Russian hackers resume US cyber offensive, Microsoft says

The Russian hackers behind the SolarWinds campaign escalated their attacks on US federal government agencies, think tanks and non-governmental organisations as part of intelligence gathering efforts with respect to their government, Microsoft said.

In a blog page post past due on Thursday, Microsoft vice president Tom Burt said earlier this week’s attack, which is ongoing, granted access to about 3,000 email accounts at a lot more than 150 organisations by infiltrating an electronic marketing service used by the US Agency for International Development (USAID), called Constant Contact.

The hackers distributed phishing emails, included in this “special alerts", declaring that former US president Donald Trump had published new records on election fraud, and inviting an individual to view them.

When clicked, a malicious data file was first inserted that the hackers could use to distribute a backdoor, granting them the opportunity to steal info and infect other personal computers on the network.

While US organisations bore the brunt of the attacks, victims in at least 24 different countries were affected, Mr Burt wrote.

The Cybersecurity and Infrastructure Protection Agency at the Department of Homeland Security posted news of the breach to its website and encouraged users to examine Microsoft’s reporting and “apply the required mitigations".

Massachusetts-based Continual Contact has made very little public comment.

Mr Burt said it had been clear that part of the hackers’ playbook was gaining usage of trusted companies to infect their clients.

Likewise, in the SolarWinds campaign discovered in December 2020, hackers installed malicious code in updates for software owned by Texas firm SolarWinds Corp, which was sent to thousands of its customers, including nine federal agencies and at least 100 companies.

Accessing computer software updates and mass email providers gives the hackers increased likelihood of “collateral damage found in espionage businesses and undermines trust in the technology ecosystem", Mr Burt said.

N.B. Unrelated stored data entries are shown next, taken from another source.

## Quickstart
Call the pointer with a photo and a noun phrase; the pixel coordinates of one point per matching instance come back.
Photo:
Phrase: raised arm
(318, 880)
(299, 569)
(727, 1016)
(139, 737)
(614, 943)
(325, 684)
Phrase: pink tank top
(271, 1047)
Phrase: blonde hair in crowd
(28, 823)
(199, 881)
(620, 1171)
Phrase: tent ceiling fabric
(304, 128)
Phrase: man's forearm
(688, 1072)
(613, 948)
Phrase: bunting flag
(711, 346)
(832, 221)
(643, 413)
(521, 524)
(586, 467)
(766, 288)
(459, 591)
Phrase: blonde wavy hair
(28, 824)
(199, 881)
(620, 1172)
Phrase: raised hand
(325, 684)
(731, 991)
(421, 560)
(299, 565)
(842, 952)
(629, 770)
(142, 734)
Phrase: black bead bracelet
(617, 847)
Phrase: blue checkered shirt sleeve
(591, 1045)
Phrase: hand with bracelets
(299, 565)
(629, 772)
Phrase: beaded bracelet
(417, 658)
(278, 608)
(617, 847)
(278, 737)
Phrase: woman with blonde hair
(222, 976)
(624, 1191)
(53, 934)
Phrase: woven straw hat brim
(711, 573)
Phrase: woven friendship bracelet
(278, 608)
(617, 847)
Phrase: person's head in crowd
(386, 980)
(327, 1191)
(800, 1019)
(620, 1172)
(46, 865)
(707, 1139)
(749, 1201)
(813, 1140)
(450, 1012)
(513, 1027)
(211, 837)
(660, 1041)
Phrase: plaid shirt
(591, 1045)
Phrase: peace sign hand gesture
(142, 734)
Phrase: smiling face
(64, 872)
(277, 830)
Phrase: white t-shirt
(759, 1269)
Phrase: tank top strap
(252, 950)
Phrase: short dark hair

The US government said previous month that the SolarWinds hack was the work of SVR, the Russian foreign intelligence service, and said in addition, it went by the names of APT29, which according to British intelligence spent a lot of this past year hacking foreign governments for vaccine research, and Cozy Bear, that was mixed up in 2016 hack of the Democratic National Committee.

In April, US President Joe Biden gave an order for sanctions to be imposed against 32 Russian individuals and entities, including six companies that provide support to the Kremlin’s hacking operations.

The US also moved to expel 10 Russian diplomats working in Washington, including some intelligence officers. Mr Biden and Russian President Vladimir Putin will be set to meet up in Geneva on June 16.

Russia regards the allegations seeing that baseless and will not believe they will affect the talks, Kremlin spokesman Dmitry Peskov said on Fri.